While choreographers are needed for dance routines, they have to translate their ideas into something that even the most inexperienced chorus member can understand. Directors have to have a vision and convey that to the actors. Script writers have to create scripts that allow for artistic interpretation, but give enough information to allow the actors to understand the plot. It’s no good having the knowledge unless you can communicate it well to those around you.
It’s the same with work. I sometimes forget that I have a different vocabulary to some of the clients I work with. Where I routinely work with styles, templates, proofs and the like, I occasionally need to take a step back to make sure that whoever I work with understands what I am saying.
But at times it can be very difficult to figure out – you need to communicate well without being condescending!
So, before each job, there are a few easy ways to figure out what your client knows:
- Ask them. Ok, it sounds obvious, but it’s surprising how many people probably don’t give it a second thought. No client is going to be offended if you ask them how confident they are when working with a specific piece of software (like Word).
- Ask to see an example of their work before you start. If you are editing for them, a quick look at the formatting marks and use of styles can give you an indication of their proficiency level. Chances are, if a client is used to working with styles and indents, they will be using them already.
- Give the client plenty of opportunity to ask questions. We don’t want to start a client relationship that lends itself to hand-holding or inappropriate use of our time, but questions at the beginning of a job, perhaps an email saying ‘Before we start, do you have any questions’ could save you time down the line.
- Ask the client to tell you how they feel more comfortable working. If you are not working with a fellow publishing or editing professional this can make them feel less daunted and more included in the process, and may also give you an idea of their proficiency. For example, a client may not want to see a lot of tracked changes in a document, or may want to see everything, but in a format that they are used to (for example in balloons rather than in-text).

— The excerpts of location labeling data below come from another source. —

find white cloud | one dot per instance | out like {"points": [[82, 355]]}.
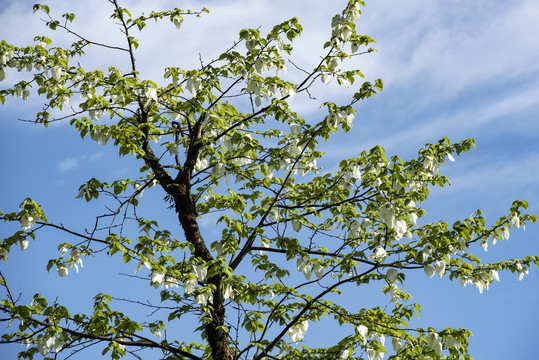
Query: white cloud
{"points": [[68, 164]]}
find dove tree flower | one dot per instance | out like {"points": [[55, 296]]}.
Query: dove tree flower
{"points": [[254, 215]]}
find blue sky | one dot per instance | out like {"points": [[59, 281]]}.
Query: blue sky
{"points": [[450, 68]]}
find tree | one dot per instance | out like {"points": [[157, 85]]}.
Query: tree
{"points": [[223, 139]]}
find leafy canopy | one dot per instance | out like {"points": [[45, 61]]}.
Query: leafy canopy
{"points": [[223, 139]]}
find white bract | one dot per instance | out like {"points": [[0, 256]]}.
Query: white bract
{"points": [[46, 344], [27, 221], [62, 270], [429, 270], [194, 84], [396, 343], [56, 72], [493, 275], [297, 332], [303, 265], [154, 328], [177, 21], [434, 343], [189, 285], [440, 268], [391, 275], [200, 271], [521, 270], [380, 255]]}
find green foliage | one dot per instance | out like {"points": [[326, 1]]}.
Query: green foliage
{"points": [[222, 138]]}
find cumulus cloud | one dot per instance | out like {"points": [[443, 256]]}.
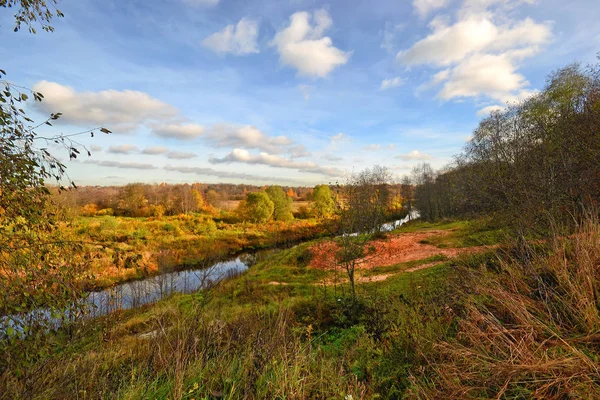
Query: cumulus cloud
{"points": [[424, 7], [298, 151], [414, 155], [249, 137], [155, 150], [211, 172], [480, 53], [178, 131], [301, 45], [243, 156], [177, 155], [332, 158], [118, 164], [237, 39], [120, 111], [201, 3], [484, 112], [391, 83], [306, 91], [123, 149], [389, 36], [340, 137]]}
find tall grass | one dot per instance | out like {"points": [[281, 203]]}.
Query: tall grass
{"points": [[530, 329]]}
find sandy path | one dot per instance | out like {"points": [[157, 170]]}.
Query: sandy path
{"points": [[393, 250]]}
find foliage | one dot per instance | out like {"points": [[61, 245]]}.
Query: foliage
{"points": [[282, 203], [530, 326], [323, 205], [531, 165], [257, 207], [362, 208], [31, 12]]}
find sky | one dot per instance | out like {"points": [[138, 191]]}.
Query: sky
{"points": [[291, 92]]}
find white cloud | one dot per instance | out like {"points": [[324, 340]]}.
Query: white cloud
{"points": [[372, 147], [178, 131], [220, 174], [154, 150], [306, 90], [243, 156], [250, 137], [298, 151], [118, 164], [484, 112], [178, 155], [201, 3], [302, 45], [480, 52], [119, 111], [389, 36], [332, 158], [340, 137], [123, 149], [424, 7], [237, 39], [487, 74], [391, 83], [414, 156]]}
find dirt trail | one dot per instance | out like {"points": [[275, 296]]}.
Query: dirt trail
{"points": [[393, 250]]}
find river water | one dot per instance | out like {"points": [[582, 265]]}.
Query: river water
{"points": [[153, 289]]}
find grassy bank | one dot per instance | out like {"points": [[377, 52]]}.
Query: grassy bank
{"points": [[123, 249], [510, 322]]}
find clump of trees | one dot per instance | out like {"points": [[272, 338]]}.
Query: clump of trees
{"points": [[282, 203], [323, 205], [533, 164], [362, 206]]}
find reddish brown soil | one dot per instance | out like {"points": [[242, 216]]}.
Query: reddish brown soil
{"points": [[390, 251]]}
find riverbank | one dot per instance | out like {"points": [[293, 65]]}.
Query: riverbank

- Take a step back and communicate in plain English. While dumbing down can be seen as condescending, if you are not sure whether the client will understand your technical speak, ditch it and use plain language. Do not see it as dumbing down, and do not talk to your client as if they were a child, but ditch the jargon and communicate on the same level. I may know a lot of fancy words, but I don’t use them every day (and some people I know will probably say I never use them). Jargon can be seen as exclusive and totally unnecessary, so use it sparingly.
Having worked in the information industry since I left school many, many moons ago I know that I can be guilty of underestimating my knowledge base. I forget that I take for granted things that others don’t necessarily know, but at the same time I am totally in awe of the knowledge of others. Sometimes you just have to stop and think ‘is this common knowledge’ – if it’s not, it’s time to ask if you are communicating with your clients effectively.